Most charities are moving in line with their corporate counterparts, finding opportunities to reduce risk and manage DB costs.
However, they also face several challenges unique to the third sector, such as fundraising pressures.
It’s quite difficult for charities to raise income to pay for a pension deficit… if you’re paying money to the cats and dogs home, you want the money to go to the cats and dogs home
David Davison, Spence & Partners
Hymans Robertson research published earlier this month found that the average pension deficit is 18 per cent of unrestricted reserves.
The consultancy highlights that the relative size of this deficit is much bigger for these organisations than for the average FTSE 350 corporate, where the DB deficit is only 1 per cent of market capitalisation.

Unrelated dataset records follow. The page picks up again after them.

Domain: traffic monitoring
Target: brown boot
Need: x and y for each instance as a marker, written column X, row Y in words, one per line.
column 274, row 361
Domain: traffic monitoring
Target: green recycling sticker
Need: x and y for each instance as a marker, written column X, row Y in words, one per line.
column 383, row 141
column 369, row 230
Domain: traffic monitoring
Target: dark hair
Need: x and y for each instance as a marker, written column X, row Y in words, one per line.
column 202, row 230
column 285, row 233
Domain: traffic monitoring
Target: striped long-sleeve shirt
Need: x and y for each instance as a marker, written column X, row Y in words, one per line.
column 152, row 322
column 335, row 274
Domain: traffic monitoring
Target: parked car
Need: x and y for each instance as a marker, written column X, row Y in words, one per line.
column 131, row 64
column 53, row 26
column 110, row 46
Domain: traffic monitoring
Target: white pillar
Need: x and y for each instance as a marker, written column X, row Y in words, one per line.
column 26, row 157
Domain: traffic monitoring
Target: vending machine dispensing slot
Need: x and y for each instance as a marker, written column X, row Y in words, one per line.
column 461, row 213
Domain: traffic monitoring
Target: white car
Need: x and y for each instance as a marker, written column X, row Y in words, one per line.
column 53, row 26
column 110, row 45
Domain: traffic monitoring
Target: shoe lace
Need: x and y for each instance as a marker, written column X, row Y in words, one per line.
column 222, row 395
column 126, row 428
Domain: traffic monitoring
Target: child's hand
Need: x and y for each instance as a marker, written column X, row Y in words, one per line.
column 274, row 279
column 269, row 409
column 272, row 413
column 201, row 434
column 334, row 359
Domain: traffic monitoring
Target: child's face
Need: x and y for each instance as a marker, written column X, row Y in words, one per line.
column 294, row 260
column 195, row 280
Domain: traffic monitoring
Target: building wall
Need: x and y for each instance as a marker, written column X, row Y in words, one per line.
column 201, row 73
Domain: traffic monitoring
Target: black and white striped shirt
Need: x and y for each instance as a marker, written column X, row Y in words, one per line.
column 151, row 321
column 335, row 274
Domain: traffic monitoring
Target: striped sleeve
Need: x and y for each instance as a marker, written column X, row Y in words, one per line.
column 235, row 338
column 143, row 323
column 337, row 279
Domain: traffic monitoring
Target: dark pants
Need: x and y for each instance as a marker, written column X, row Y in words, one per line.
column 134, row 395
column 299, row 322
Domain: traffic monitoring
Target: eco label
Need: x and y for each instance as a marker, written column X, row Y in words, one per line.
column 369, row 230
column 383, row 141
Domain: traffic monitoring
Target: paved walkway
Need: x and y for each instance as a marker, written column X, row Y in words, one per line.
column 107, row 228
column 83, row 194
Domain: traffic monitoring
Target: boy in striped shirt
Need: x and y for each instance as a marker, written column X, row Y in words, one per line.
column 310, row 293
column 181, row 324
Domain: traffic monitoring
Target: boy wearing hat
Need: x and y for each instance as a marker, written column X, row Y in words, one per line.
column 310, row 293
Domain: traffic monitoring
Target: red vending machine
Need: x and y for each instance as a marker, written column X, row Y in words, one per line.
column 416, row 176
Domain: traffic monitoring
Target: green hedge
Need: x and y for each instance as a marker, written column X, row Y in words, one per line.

“It’s clearly not completely like-for-like analysis, but 18 per cent of unrestricted reserves is far more material than 1 per cent of market cap,” says Alistair Russell-Smith, partner and head of corporate DB consulting at Hymans Robertson.
Donors uninterested in funding deficits
Charities can only use restricted reserves for specific purposes. For example, donations made for a particular project may not be used for anything else.
Unrestricted reserves, on the other hand, are the funds that a charity can spend on any of the organisation’s charitable purposes.
The charity trustees usually have complete discretion as to how they will use this money, such as channelling some into DB pension scheme funding.
David Davison, a director and owner of Spence & Partners and a charity pensions expert, agrees that the comparison between charities and FTSE 350 companies is not like-for-like, but notes that it is fair, given that a charity’s “unrestricted reserves are effectively… there to provide extra costs, such as funding extra money to the pension scheme”.
Charities have a number of specific issues when it comes to DB pension funding. One is that “it’s quite difficult for charities to raise income to pay for a pension deficit… if you’re paying money to the cats and dogs home, you want the money to go to the cats and dogs home”, Mr Davison says.
He adds that most charities are in quite a delicate balancing position in terms of managing the income and the pension deficit over a very long period of time.
Nevertheless, “18 per cent of broadly unrestricted income is still, in the grand scheme of things, relatively small”, Mr Davison adds.
Costs must be stemmed
Using security and contingency planning is an important way in which charities can address their DB burden, says Mr Russell-Smith.
There are also a number of ways to reduce costs, such as transferring to a DB master trust.
“Some charities do have reasonably well-funded schemes; they’ve taken off some investment risk and the priority then becomes: ‘We just need to run this off as efficiently as we can and reduce the running costs as much as we can’, and transferring to a master trust can be a very effective way of doing that,” Mr Russell-Smith says.